Denver weed church Elevation Ministries has successful grand opening

4 min. read
Mia Jane burns a jimmie at 4:22 inside the International Church of Cannabis on S. Logan Street, April 4, 2017. (Kevin J. Beaty/Denverite) 420; marijuana; international church of cannabis; washington park west; kevinjbeaty; denver; denverite; colorado;

Mia Jane smokes at 4:22 inside the International Church of Cannabis on S. Logan Street, April 4, 2017. (Kevin J. Beaty/Denverite)

Neither the Colorado Legislature, nor dubious city officials, nor one errant fog machine could stop Denver's first weed church from its first members-only celebration of their marijuana sacrament. 

Just hours before the first sacramental smoke, the Colorado Legislature considered excluding churches from a new bill that would allow local governments to set rules around marijuana consumption.

And about eight hours before that, Elevationist Steve Berke had to cut short an interview with Denverite because of a fog machine that set off fire alarms in the church at 400 South Logan Street.

Days before that, city officials expressed reservations about the legality of a church that hoped to allow its congregation to smoke pot together.

Suffice it to say, the church trying to do something with marijuana never done before in Denver needed a miracle.

The International Church of Cannabis' colorful painted ceiling. S. Logan Street, April 4, 2017. (Kevin J. Beaty/Denverite)
Step one: An invite-only event with ambiguous membership requirements.

Elevation Ministries began the afternoon with a public event with no pot smoking whatsoever from noon until 2 p.m.. Then, they planned for a "invite-only/members-only" event from 3 p.m. until 10 p.m., where, yes, pot would be consumed.

"Not everyone who's attending is a member of our church," explained Elevationist Steve Berke. "We have a lot of members of the industry who are coming. Basically, the city attorney said we could have consumption in our church as long as it's a private, invite-only event."

But the long-term vision to have a community of people who smoke weed for spiritual development wasn't settled in time for the grand opening. At least, not in terms of who gets to be a member.

"To tell you the truth, we're not exactly sure," Berke said. "At least in our IndieGogo, a $5 donation will get you an online membership. How we're going to have membership to the actual church is still a discussion with our attorneys and with the city attorney on how we can do this."

4:25 inside the International Church of Cannabis on S. Logan Street, April 4, 2017. (Kevin J. Beaty/Denverite)
Neighbors and the Elevationists themselves seem unsure of what to expect.

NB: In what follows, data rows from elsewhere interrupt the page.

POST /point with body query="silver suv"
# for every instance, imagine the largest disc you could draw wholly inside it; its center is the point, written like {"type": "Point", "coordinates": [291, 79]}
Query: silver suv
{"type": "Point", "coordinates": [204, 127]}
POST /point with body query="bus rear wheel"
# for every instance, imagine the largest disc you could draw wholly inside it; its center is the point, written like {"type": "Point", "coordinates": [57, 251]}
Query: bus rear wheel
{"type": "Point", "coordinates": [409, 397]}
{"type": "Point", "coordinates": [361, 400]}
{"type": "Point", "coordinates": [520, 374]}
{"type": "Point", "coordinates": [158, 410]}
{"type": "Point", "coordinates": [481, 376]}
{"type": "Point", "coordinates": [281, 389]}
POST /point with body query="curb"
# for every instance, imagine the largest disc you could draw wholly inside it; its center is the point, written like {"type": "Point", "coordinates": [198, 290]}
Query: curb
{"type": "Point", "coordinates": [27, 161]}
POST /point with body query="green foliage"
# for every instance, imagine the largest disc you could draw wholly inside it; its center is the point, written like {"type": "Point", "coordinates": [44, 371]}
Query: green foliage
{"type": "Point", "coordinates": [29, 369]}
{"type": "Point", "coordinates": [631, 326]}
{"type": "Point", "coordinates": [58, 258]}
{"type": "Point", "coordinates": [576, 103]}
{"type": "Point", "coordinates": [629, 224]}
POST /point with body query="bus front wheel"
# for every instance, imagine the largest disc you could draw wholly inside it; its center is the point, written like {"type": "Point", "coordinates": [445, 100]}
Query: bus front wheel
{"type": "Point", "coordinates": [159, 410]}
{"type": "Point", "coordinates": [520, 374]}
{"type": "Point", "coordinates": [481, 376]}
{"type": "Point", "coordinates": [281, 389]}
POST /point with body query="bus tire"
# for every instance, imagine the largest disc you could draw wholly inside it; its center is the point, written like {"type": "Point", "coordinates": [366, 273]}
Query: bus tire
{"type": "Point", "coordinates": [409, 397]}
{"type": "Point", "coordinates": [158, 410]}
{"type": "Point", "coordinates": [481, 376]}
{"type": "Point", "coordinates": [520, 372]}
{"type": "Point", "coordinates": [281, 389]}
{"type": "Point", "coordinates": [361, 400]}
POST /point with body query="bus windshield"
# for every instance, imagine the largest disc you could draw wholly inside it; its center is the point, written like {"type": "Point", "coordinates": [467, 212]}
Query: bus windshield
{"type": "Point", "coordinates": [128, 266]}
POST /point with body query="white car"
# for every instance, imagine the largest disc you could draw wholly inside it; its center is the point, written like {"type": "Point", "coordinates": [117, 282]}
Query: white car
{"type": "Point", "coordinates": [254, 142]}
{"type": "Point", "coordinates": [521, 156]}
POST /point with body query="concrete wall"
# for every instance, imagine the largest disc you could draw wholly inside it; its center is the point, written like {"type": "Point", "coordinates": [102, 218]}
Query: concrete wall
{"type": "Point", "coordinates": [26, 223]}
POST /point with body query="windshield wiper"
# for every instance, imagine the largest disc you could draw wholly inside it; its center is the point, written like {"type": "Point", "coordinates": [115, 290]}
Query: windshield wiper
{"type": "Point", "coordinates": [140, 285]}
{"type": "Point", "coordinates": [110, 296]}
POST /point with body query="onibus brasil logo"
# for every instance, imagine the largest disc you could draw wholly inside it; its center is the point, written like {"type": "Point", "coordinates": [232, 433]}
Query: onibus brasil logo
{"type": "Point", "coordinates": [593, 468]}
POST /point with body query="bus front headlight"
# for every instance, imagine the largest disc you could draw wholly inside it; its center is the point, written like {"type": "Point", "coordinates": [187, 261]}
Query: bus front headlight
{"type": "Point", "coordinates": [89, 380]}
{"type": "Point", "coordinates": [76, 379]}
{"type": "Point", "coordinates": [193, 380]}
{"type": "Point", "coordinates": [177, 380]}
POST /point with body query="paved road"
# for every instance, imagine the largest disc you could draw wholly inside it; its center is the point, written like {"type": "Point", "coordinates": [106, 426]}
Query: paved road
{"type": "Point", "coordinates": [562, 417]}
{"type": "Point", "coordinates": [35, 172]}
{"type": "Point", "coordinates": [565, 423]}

West Washington Park resident Cat Vielma says she's really glad someone is taking care of the church.

"It was run-down, it was boarded up, it was sad. I felt sad looking at a beautiful piece of property that no one seemed to care about," she said. "I think the issues that neighbors have with this church are very similar to the issues that they had the previous church, which was parking."

Traffic outside the International Church of Cannabis on S. Logan Street, April 20, 2017. (Kevin J. Beaty/Denverite)

To that point, Elevationist Lee Molloy says that the church is not encouraging people to park at the church, or to drive while high. In fact, in their invitation to the grand opening, people are encouraged to take a ride-hailing service like Lyft or Uber, or else park at the K-Mart.

Molloy feels that parking concerns are a veiled critique of the church itself.

"If we were an evangelical Christian church, we wouldn't be hearing any of this," he said of the parking issues. "I would love to be a fly on the wall and listen to people go say they were going to go complain to the local Christian church that just opened up."

Molloy says the church will behave like most other churches, including being a community resource.

"Volunteering in the community will be a big part of what we do, just like any other church," he said. "The first project we identified was the $1 million church we're restoring. ... The inside is painted by Okuda San Miguel, he is a world-class painter, he is well sought after, and he has just given Denver a gift of one beautiful chapel. We have given this city a beautiful resource."

As for Vielma, the weed doesn't bother her. A big portion of her concern is logistics.

"I'm sure many other papers will say 'those grumpy neighbors!', but I'm 29, I voted for [Initiative 300], I'm all for that, I'm also about following rules of law and that stuff," she said.

Editor's Note: An earlier version of this story misspelled Lee Molloy's name. The error has been corrected.